You best believe these kids were mean to the core, though. Case in point, one David Taylor was arrested at age 13 for carrying a loaded gun. Taylor would remain in the gang into adulthood, later becoming a senior member.
Thomas Gilbert or Kevin Mooney: The Real-Life Thomas Shelby?
On the subject of the gang’s senior members, the older fellas were obviously the ones running the show, similar to the Tommy Shelby depicted in the series.
The man named Thomas Gilbert – who may have later adopted the name Kevin Mooney – was reportedly the Peaky Blinders’ de facto leader (and a possible inspiration for the name Thomas Shelby). For years, this was the individual responsible for instigating the major land grabs.
“My Suits Are On The House… Or The House Burns Down.”
One thing we can seek comfort in is the fact that the real-life Peaky Blinders were immaculately dressed men to the very end – something the name Thomas Shelby has since become synonymous with. Tailored suits (which were uncommon for gangs at the time). Bell-bottom trousers. Overcoats upon overcoats. Silk scarves. Steel-toed leather boots. And of course, the flat caps, famously paired with razors sewed in to restructure the faces of would-be assailants via slashing or headbutting, thereby blinding them.

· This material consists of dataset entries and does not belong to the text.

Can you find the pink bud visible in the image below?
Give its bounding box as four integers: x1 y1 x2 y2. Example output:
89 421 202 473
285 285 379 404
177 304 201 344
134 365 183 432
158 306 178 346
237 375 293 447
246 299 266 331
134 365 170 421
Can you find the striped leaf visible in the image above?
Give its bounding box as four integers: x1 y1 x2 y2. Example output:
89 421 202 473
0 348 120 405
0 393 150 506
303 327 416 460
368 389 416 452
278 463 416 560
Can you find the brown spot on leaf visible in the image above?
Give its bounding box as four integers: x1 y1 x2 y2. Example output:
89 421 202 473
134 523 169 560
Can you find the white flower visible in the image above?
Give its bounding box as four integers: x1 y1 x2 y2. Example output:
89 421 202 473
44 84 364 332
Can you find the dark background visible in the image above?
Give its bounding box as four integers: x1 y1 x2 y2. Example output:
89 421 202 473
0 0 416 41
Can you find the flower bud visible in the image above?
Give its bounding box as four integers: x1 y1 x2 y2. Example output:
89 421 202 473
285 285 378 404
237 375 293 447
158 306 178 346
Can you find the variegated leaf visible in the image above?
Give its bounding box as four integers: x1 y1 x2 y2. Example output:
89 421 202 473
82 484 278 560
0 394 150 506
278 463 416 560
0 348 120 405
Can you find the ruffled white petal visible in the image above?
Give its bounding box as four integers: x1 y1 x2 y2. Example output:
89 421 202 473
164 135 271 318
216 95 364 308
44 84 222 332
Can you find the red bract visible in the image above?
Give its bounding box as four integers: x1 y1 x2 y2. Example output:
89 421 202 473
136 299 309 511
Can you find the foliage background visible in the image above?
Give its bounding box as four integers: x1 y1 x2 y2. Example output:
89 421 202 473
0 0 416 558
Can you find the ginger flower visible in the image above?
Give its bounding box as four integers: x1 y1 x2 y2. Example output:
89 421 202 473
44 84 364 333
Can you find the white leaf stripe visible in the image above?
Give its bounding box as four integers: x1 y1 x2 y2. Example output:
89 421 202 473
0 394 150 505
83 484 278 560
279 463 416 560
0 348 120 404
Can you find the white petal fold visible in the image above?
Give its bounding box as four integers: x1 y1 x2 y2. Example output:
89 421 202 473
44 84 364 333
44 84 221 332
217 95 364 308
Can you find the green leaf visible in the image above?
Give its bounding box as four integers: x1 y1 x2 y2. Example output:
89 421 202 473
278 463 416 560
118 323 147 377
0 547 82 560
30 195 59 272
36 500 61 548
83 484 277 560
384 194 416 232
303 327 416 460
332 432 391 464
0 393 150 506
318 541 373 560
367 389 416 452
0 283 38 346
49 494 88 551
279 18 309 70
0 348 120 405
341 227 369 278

Peaky Blinders: The Real Story
Many believe the whole razor-blinding habit is how they derived their name, though it’s still a point of contention.
Historians like Carl Chinn, author of Peaky Blinders: The Real Story, assert that “peaky” was a common descriptor for their cap with a peak at the time and “blinder” was common Birmingham slang to describe someone who was dapper, “striking enough to blind.”

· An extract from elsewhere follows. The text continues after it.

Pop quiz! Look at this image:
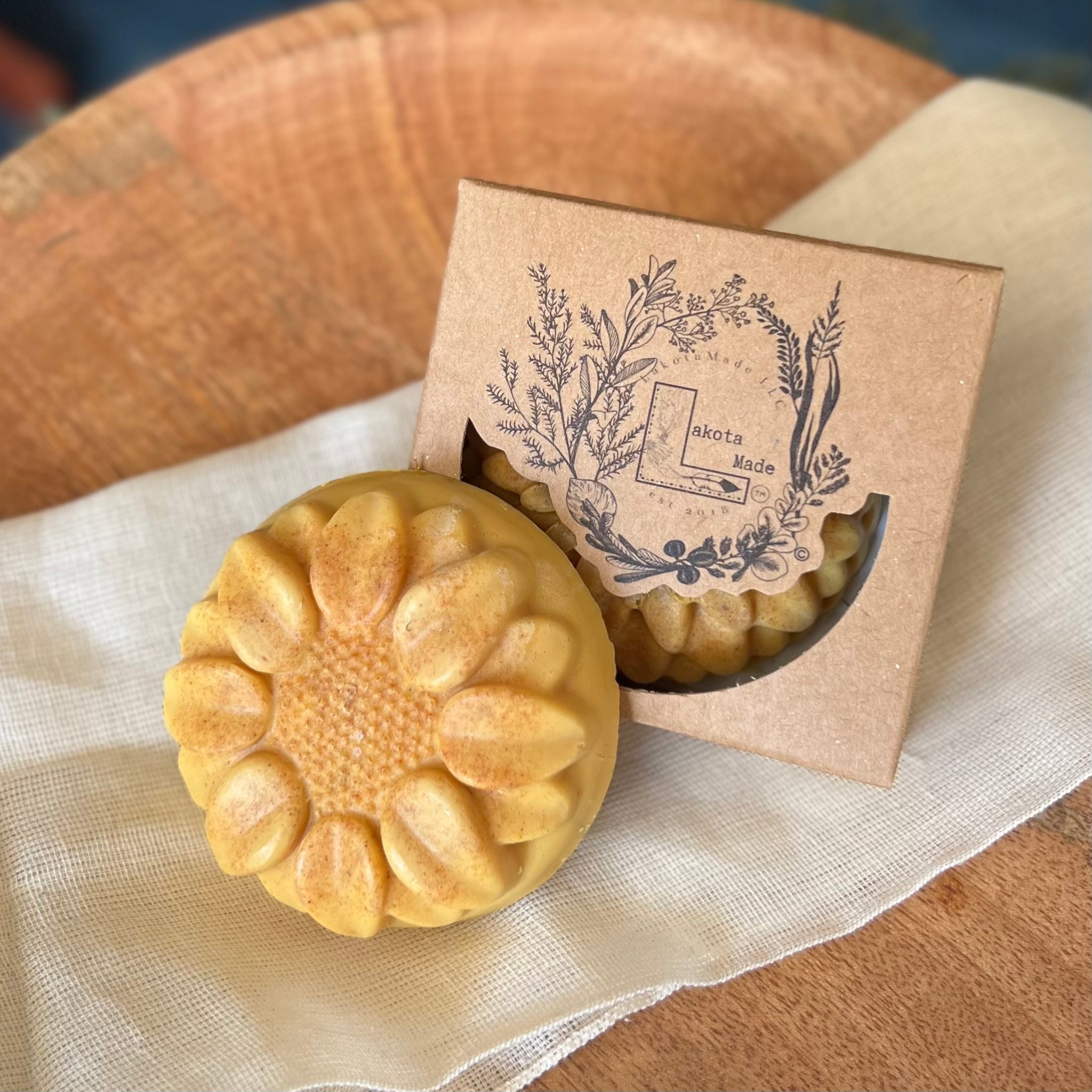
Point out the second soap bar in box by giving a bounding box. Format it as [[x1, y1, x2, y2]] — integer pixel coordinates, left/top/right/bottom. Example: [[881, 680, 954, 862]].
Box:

As for the razor blades? They were only beginning to come in from the 1890s and were considered a luxury item – much too expensive for The Peaky Blinders to have used. Plus any hard man would tell you it’d be pretty difficult to get direction and power with a razor blade sewn into the soft part of a cap. It was a romantic notion brought about in John Douglas’s novel, A Walk Down Summer Lane.Carl Chinn for Birmingham Mail
Bigs Did Fook Smalls
An Irish police constable was actually contracted to gather information, keep a close watch, and enforce law and order, much like the events surrounding the Sam Neil character Chester Campbell in season 1. But this constable wasn’t sent by Winston Churchill and he certainly wasn’t their downfall.
The end of the Peaky Blinders came into effect when they were overtaken by the real-life Billy Kimber with the support of his real-life Birmingham Boys/Brummagem Boys (also portrayed in the first season).
Violence and bribery allowed The Peaky Blinders enormous levels of control in the area. Economically, politically and socially, The Peaky Blinders called the shots and dictated the decisions. Culturally, they were dominating the scene.– Jessica Brain for Historic UK
The Demise of the Real-Life Peaky Blinders
After a decade-long run of graduating from the junior leagues, achieving local political control through bribery and intimidation, generating a respectable amount of black revenue, and achieving expansions that enabled them to seize racecourses, they caught the unwanted attention of the real-life Billy Kimber, who was believed to be a Peaky Blinder himself at some point.
Obviously, there was backlash. The Peaky Blinders moved away into the countryside to avoid any further harm. Soon after, the Sabini rival gang (portrayed in season 2) made a move on Kimber and the Birmingham Boys, establishing themselves as kings of Central England. The latter slinked away back into their hidey holes when they were faced by a more dominant criminal force. Heavy lies the crown, as they say, and if you can’t bear the brunt of the weight, someone else will.
The Peaky Blinders faded into the margins of history, gangs no longer identifying under the namesake. Years later, ex-members grew ashamed of their actions with old, according to Chinn. The term “Peaky Blinders” or to be a “Peaky Blinder” eventually became nothing more than a generic term describing violent street youth.